O gerente da noite
A atendente bateu duas vezes na porta do escritório, nos fundos da cafeteria. Uma voz masculina respondeu lá de dentro:
- Entre!
A moça abriu e fez um gesto para que Alan Michael Anderson - ou Miguel, como este se apresentara - passasse na frente dela. Ele adentrou uma saleta, com estantes atulhadas de utensílios ocupando paredes opostas, e uma escrivaninha ao fundo, coberta por papéis, um terminal de computador e um aparelho telefônico. Por trás da mesa, um homem de cerca de 40 anos, cabelos escuros, o observou com tranquila curiosidade. Usava uma gravata borboleta verde sobre a camisa branca de mangas compridas, o que geralmente identificava os gerentes de loja da rede Hexenringe. Na parede atrás dele, estava pendurada uma pintura representando um pilriteiro florido num campo verde.

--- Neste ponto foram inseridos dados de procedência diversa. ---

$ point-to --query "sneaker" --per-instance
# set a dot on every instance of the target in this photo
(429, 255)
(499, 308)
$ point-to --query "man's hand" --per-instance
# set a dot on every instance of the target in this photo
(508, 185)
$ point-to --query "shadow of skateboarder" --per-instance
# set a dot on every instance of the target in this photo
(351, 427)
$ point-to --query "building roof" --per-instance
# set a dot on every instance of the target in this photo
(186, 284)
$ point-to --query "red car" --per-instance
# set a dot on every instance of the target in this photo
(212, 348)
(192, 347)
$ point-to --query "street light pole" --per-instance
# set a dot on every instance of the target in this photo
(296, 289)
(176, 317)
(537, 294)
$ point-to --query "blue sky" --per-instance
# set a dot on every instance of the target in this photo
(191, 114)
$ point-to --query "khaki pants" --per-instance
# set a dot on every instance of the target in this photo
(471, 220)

- É um postulante, Miguel - disse Owena, antes de fechar a porta e deixar Anderson a sós com o gerente.
- Miguel... - repetiu o homem, mão no queixo. Depois, indicou as duas cadeiras vazias à frente da escrivaninha. - Sente-se, vamos conversar.

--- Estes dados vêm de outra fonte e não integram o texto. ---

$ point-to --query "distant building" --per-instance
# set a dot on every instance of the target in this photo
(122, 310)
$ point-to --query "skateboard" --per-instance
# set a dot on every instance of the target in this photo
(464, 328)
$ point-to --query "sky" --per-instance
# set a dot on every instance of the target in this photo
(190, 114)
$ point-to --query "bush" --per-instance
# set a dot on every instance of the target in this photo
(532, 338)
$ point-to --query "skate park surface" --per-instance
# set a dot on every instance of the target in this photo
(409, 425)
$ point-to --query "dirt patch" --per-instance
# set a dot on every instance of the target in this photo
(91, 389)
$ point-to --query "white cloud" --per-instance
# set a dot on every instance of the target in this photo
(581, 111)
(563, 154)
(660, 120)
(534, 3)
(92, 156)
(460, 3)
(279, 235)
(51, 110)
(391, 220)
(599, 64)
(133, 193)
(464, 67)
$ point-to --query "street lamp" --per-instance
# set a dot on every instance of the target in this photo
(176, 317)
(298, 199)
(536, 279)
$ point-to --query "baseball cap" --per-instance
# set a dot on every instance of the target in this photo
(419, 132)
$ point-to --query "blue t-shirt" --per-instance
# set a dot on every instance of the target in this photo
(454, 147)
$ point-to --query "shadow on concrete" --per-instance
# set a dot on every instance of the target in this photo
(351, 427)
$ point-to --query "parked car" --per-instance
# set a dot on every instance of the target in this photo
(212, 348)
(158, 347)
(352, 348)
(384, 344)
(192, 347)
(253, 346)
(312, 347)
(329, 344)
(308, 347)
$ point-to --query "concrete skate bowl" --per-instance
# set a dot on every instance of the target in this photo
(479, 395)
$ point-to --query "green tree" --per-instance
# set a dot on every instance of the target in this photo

Anderson sentou-se na cadeira da esquerda, mãos nas coxas.
- Ao aceitar o pedaço de bolo, você deu o primeiro passo para se tornar um membro da nossa família - declarou o gerente, inclinando-se na cadeira sem tirar os olhos de Anderson. - Está ciente disso?
Anderson balançou a cabeça afirmativamente.
- Sei que toda oferta dos sídhe tem um preço - redarguiu. - Se quero trabalhar para vocês, devo aceitar as suas regras.
O gerente pareceu satisfeito com a resposta.
- Ninguém é enganado para entrar ao nosso serviço... ao menos, aqueles que nos procuram voluntariamente - ressaltou, com um sorriso sardônico. - Mas, Miguel não é o seu nome, não é? Não parece ser espanhol ou português...
- Miguel é o nome pelo qual podem me chamar - recitou Anderson de modo polido, mas firme.
O gerente ergueu as mãos, num gesto apaziguador.
- Entendo a sua reserva, e não vou exigir que me dê seu nome verdadeiro logo de cara. Da mesma forma, aqui sou conhecido por Derwen; ou, apenas gerente, na maior parte do tempo.
E inclinando o corpo para a frente:
- O que você sabe fazer, Miguel?
- Eu sou agente de segurança. Mas também posso trabalhar como vigia, faxineiro, auxiliar de depósito... topo qualquer parada - admitiu.
Derwen voltou a recostar-se na cadeira, mãos cruzadas no colo.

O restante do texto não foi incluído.